Quella squadra, senza la tenacia di ciascuno di loro, non avrebbe mai vinto lo scudetto. A metà marzo, dopo una sconfitta a Verona, la Juventus era avanti in classifica di ben nove punti. L’ottimismo di Eriksson sembrava fuori luogo. Persino Cragnotti non credeva più alla possibilità di vincere il campionato. Una settimana dopo il tonfo del Bentegodi, però, la Lazio vinse il derby contro la Roma, mentre la Juve perse contro il Milan. Proprio un turno prima dello scontro diretto, in programma al Delle Alpi. Nel volgere di pochi giorni, cambiò tutto. La Lazio vinse 1-0 a Torino e, anche se era ancora seconda in classifica, aveva tutto il morale dalla propria parte. Il “tre” mostrato con le dita da Simeone a fine partita, autore del gol decisivo, suonava già come un gesto di vittoria.

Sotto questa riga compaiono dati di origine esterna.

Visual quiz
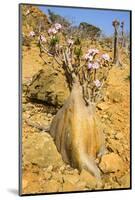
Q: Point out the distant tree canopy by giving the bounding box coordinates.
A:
[79,22,102,38]
[48,9,71,27]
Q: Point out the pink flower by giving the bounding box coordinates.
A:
[48,28,57,34]
[67,39,74,45]
[85,53,93,61]
[39,35,47,42]
[54,23,62,30]
[101,53,110,61]
[92,62,100,69]
[26,10,30,15]
[94,79,101,87]
[88,63,93,69]
[88,49,99,55]
[29,31,36,37]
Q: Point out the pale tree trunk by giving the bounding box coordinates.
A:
[113,20,122,66]
[50,78,105,178]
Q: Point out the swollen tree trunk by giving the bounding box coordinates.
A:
[113,20,121,66]
[50,81,104,178]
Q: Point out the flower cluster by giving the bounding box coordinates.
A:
[94,79,101,87]
[54,23,62,30]
[85,49,99,61]
[101,53,110,61]
[29,31,36,37]
[38,35,47,42]
[67,39,74,45]
[48,23,62,35]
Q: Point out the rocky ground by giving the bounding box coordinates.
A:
[22,41,130,194]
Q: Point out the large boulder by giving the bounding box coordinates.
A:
[27,68,69,107]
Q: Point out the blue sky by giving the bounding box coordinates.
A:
[39,6,130,35]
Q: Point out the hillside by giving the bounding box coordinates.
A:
[22,6,130,194]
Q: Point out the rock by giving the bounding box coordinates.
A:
[115,132,123,140]
[46,165,53,172]
[99,153,124,173]
[45,180,61,193]
[22,178,28,189]
[109,91,123,103]
[76,181,87,190]
[52,173,63,183]
[22,133,63,168]
[118,173,130,188]
[63,181,78,192]
[63,174,79,184]
[97,102,109,110]
[59,165,66,173]
[27,67,69,106]
[47,113,52,118]
[44,172,52,180]
[80,169,97,189]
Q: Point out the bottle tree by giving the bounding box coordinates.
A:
[28,23,111,178]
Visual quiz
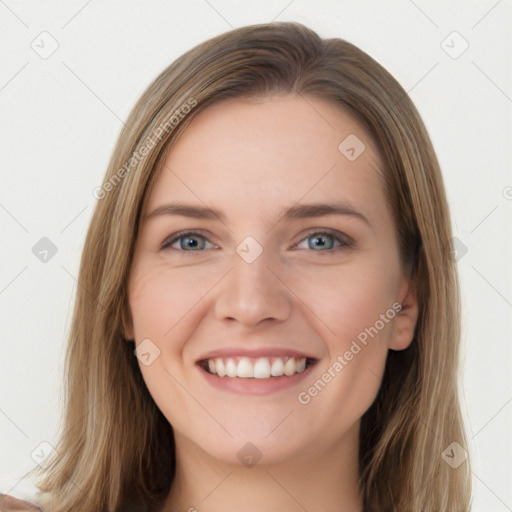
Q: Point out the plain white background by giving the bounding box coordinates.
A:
[0,0,512,512]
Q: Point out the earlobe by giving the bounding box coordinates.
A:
[121,313,134,341]
[388,278,419,350]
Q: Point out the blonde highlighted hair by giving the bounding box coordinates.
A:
[25,23,471,512]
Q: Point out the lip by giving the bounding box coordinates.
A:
[196,351,317,396]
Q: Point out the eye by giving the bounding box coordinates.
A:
[296,231,352,252]
[161,231,217,252]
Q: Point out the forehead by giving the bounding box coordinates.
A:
[143,95,386,224]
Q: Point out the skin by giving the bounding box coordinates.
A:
[125,95,418,512]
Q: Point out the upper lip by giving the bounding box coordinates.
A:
[197,347,317,362]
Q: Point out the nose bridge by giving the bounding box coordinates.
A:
[215,241,291,325]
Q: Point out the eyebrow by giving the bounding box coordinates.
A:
[144,202,372,227]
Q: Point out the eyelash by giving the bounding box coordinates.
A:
[160,229,354,254]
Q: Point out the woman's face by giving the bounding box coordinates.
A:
[126,96,417,465]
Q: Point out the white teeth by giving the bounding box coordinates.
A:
[226,359,236,377]
[253,357,270,379]
[270,357,284,377]
[297,357,306,373]
[236,357,254,379]
[204,357,306,379]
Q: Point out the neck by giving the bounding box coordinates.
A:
[162,423,362,512]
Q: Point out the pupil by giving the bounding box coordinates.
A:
[186,237,198,249]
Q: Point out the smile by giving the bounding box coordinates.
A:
[199,356,313,379]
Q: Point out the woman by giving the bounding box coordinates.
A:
[1,23,470,512]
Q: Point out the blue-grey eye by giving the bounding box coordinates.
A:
[163,233,215,252]
[297,232,343,251]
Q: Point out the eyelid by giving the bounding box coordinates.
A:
[160,229,218,252]
[293,228,354,253]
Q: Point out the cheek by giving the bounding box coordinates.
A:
[129,263,215,347]
[294,260,399,348]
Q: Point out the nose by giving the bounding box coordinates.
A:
[214,251,292,327]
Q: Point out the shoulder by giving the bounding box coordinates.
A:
[0,494,42,512]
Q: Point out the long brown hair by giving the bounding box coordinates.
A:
[24,23,471,512]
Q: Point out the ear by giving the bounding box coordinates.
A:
[388,277,418,350]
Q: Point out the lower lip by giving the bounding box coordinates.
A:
[199,363,316,396]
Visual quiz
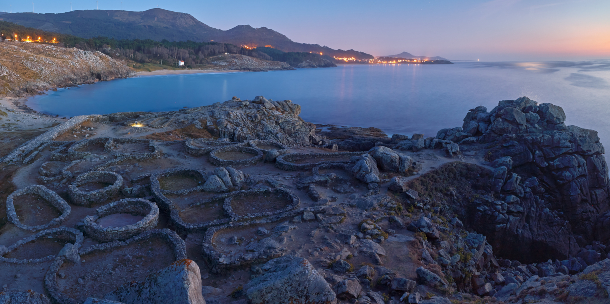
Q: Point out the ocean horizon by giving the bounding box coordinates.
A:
[26,60,610,143]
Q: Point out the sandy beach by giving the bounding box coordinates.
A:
[136,70,243,77]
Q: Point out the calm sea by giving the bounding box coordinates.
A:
[27,60,610,147]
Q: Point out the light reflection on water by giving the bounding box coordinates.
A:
[28,60,610,152]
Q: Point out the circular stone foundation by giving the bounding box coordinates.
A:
[210,146,263,167]
[0,227,83,264]
[275,152,362,171]
[151,169,205,195]
[38,161,70,177]
[68,171,123,206]
[83,198,159,242]
[68,137,110,159]
[249,140,287,152]
[223,188,301,221]
[108,138,161,160]
[6,185,71,231]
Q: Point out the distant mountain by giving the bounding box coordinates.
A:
[0,8,373,59]
[383,52,448,60]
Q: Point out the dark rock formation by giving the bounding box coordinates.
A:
[244,256,337,304]
[444,97,610,261]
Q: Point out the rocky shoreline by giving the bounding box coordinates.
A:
[0,96,610,304]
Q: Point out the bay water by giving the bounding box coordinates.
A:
[26,60,610,147]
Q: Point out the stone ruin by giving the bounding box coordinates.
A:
[0,97,610,303]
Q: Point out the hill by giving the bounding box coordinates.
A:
[0,42,133,96]
[383,52,448,61]
[0,8,373,59]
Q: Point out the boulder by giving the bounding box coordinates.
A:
[356,265,375,279]
[203,174,229,192]
[415,267,448,288]
[104,259,205,304]
[494,283,519,299]
[388,176,409,193]
[390,278,417,292]
[214,167,233,189]
[244,256,337,304]
[359,239,386,256]
[538,103,566,125]
[334,280,362,303]
[352,154,380,184]
[407,216,440,240]
[369,146,400,172]
[226,167,245,189]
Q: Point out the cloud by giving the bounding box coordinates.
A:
[475,0,523,17]
[565,73,610,89]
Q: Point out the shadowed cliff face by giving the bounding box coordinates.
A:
[437,97,610,262]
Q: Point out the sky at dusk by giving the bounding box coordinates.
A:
[0,0,610,61]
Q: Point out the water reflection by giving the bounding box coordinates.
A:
[565,73,610,89]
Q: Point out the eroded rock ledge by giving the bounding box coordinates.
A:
[0,96,610,303]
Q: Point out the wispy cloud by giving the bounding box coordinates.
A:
[475,0,523,17]
[529,2,562,10]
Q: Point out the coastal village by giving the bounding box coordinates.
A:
[0,6,610,304]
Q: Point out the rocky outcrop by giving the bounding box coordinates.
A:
[244,256,337,304]
[100,96,314,146]
[437,97,610,261]
[209,54,294,71]
[104,259,205,304]
[0,42,133,96]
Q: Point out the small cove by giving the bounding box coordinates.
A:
[27,60,610,143]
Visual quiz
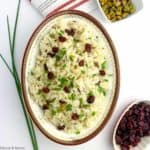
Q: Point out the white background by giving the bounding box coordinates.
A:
[0,0,150,150]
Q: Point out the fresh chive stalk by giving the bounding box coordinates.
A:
[0,0,38,150]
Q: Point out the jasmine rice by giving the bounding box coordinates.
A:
[27,14,115,135]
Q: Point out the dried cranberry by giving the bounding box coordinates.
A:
[87,95,95,104]
[42,87,50,93]
[58,36,67,42]
[85,43,92,53]
[57,125,65,130]
[59,100,66,104]
[47,71,54,80]
[42,104,49,110]
[44,64,48,71]
[64,86,70,93]
[47,52,56,58]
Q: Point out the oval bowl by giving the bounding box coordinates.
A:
[113,100,150,150]
[96,0,143,23]
[21,10,120,145]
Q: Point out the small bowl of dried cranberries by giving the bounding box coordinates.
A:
[113,101,150,150]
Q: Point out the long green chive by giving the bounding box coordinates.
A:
[0,0,38,150]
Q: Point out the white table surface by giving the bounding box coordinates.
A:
[0,0,150,150]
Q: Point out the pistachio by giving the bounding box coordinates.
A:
[99,0,136,22]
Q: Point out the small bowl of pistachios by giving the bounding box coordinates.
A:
[97,0,143,22]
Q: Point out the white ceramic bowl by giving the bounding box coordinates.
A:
[113,100,150,150]
[96,0,143,23]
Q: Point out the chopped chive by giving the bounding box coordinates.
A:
[97,86,106,96]
[58,30,65,36]
[75,131,80,134]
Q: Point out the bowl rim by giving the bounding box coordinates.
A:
[21,10,120,145]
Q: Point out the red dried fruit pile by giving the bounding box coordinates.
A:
[115,102,150,150]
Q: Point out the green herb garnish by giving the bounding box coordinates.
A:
[75,131,80,134]
[58,77,69,87]
[97,86,106,96]
[0,0,38,150]
[58,30,65,36]
[73,39,80,43]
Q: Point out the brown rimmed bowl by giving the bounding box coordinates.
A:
[21,10,120,145]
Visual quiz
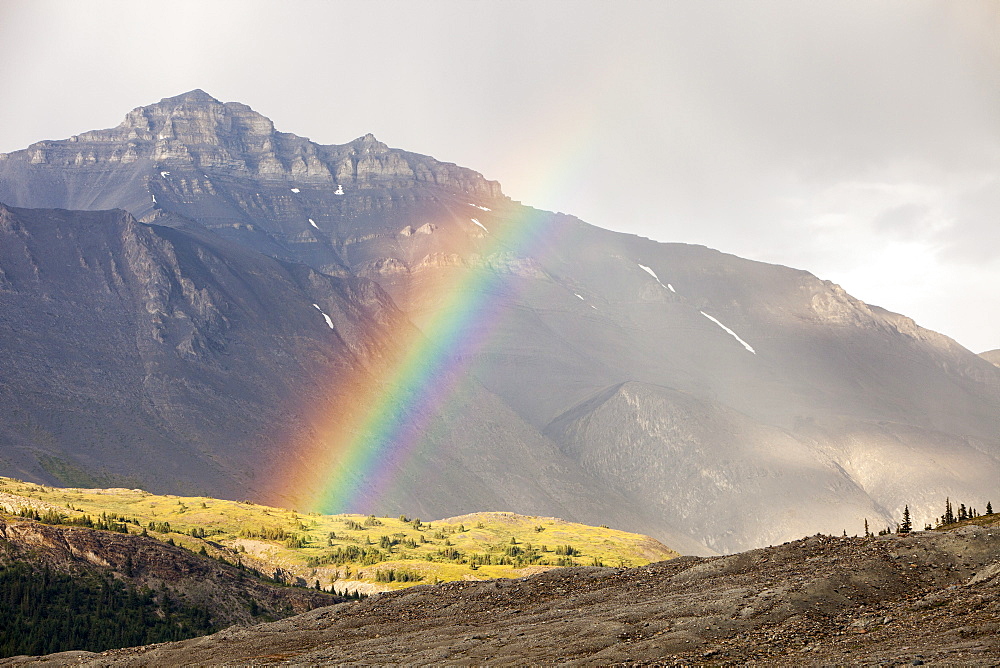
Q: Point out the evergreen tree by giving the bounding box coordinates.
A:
[899,505,913,533]
[941,497,955,525]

Ci sarebbero stati altri modi, certamente più tranquilli, per vincere lo scudetto, il secondo dopo quello del 1974. Ma il racconto non sarebbe stato così riuscito se quella Lazio avesse dominato il campionato dalla prima giornata. Nell’anno del centenario del club, con Roma al centro del mondo per il Giubileo, una squadra fortissima e un presidente che, se avesse voluto, avrebbe comprato persino la Luna, un epilogo da film era l’unico possibile – un epilogo mai visto prima, né dopo. I giocatori che, dopo aver battuto facilmente la Reggina all’Olimpico, aspettano notizie da Perugia, dove la partita sembra non poter, o non voler, cominciare mai. Da Mancini a Salas a Simeone, tutti che restano in campo, qualcuno in mutande, senza nemmeno essersi fatti la doccia, ché tanta è l’eccitazione e l’apprensione di quei momenti. Poi si gioca a Perugia, Calori segna il gol dell’1-0, l’Olimpico ribolle, lo scudetto è della Lazio, ed è una delle sceneggiature più incredibili che la Serie A abbia mai saputo regalarci.